El Apartamento y ¿Bailamos? Bienvenido a la tierra del remake

Por: Alberto Acuña Navarijo

Sería injusto juzgar a Hollywood, la segunda fuente de ingresos de Estados Unidos (sólo superada por la producción de armamento militar y seguida de la electrónica), por sus continuas decisiones de realizar remakes de éxitos probados provenientes del resto del mundo, ya que casi cualquier cinematografía en su historia ha hecho lo mismo: el segumiento al pie de la letra de fórmulas y convenciones para sus particulares versiones del cine de género, en pos de la aceptación popular. O sea, el que esté libre de culpas, que arroje la primera piedra. Es más, actualmente escuchamos covers de música de los 80, nos vestimos según las tendencias retro y vamos a lugares con ambientación y decorados minimalistas, corriente artística de los 60, y nadie dice nada, siendo esto señal de los cumplimientos de ciclos transformados por cada generación. En otras palabras, no hay nada nuevo bajo el Sol, o en todo caso muy poco.

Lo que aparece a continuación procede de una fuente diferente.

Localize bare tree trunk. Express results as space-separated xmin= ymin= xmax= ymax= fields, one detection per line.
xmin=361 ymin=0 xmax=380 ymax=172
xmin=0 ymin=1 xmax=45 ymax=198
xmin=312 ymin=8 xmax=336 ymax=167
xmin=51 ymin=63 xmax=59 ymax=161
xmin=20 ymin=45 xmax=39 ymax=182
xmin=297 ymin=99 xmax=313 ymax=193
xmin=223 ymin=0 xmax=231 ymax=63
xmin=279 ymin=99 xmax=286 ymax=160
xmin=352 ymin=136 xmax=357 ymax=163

Pero lo que ha provocado las amargas quejas por parte de miles de cinéfagos, por este saqueo de ideas y captación de talento proveniente del extranjero, así como el gusto de ver hacia atrás por parte de Hollywood, es el hecho de ver a una industria endeble, que prefiere convertir a su antojo dichas propuestas omitiendo la esencia de la cinta a revisitar, temiendo arriesgarse un poco y renovarse; evidenciando a un país que sólo asimila muy a su manera idiosincrasias ajenas, convirtiéndolas sólo en un producto de moda. Dos de los ejemplos más recientes para demostrarlo son El Apartamento (Paul McGuigan, 2004), basada en la cinta homónima francesa (L´Appartement, Gilles Mimouni, 1996), la cual pasa de ser un thriller a una almibarada cinta romántica con uno de los finales más cursis de la historia del cine. ¿Increíble?. Bueno, pues qué decir de ¿Bailamos? (Peter Chelsom, 2004), versión americana de la japonesa Shall We Dansu? (Masayuki Suo, 1996), la cual aun con la inocente idea de que cualquier problema que se tenga se soluciona aprendiendo a bailar, lo que, la verdad sea dicha, no afecta a nadie, sí es fastidiosa porque nunca se decide si es una comedia o una crítica al estilo de vida acelerado de la población en las grandes metrópolis, la cual necesita regresar a lo básico para recuperar la tranquilidad, y peor aún, para no perder la costumbre, todo el numerito lo hace a costa del cliché lastimero hacia latinos, negros y amanerados.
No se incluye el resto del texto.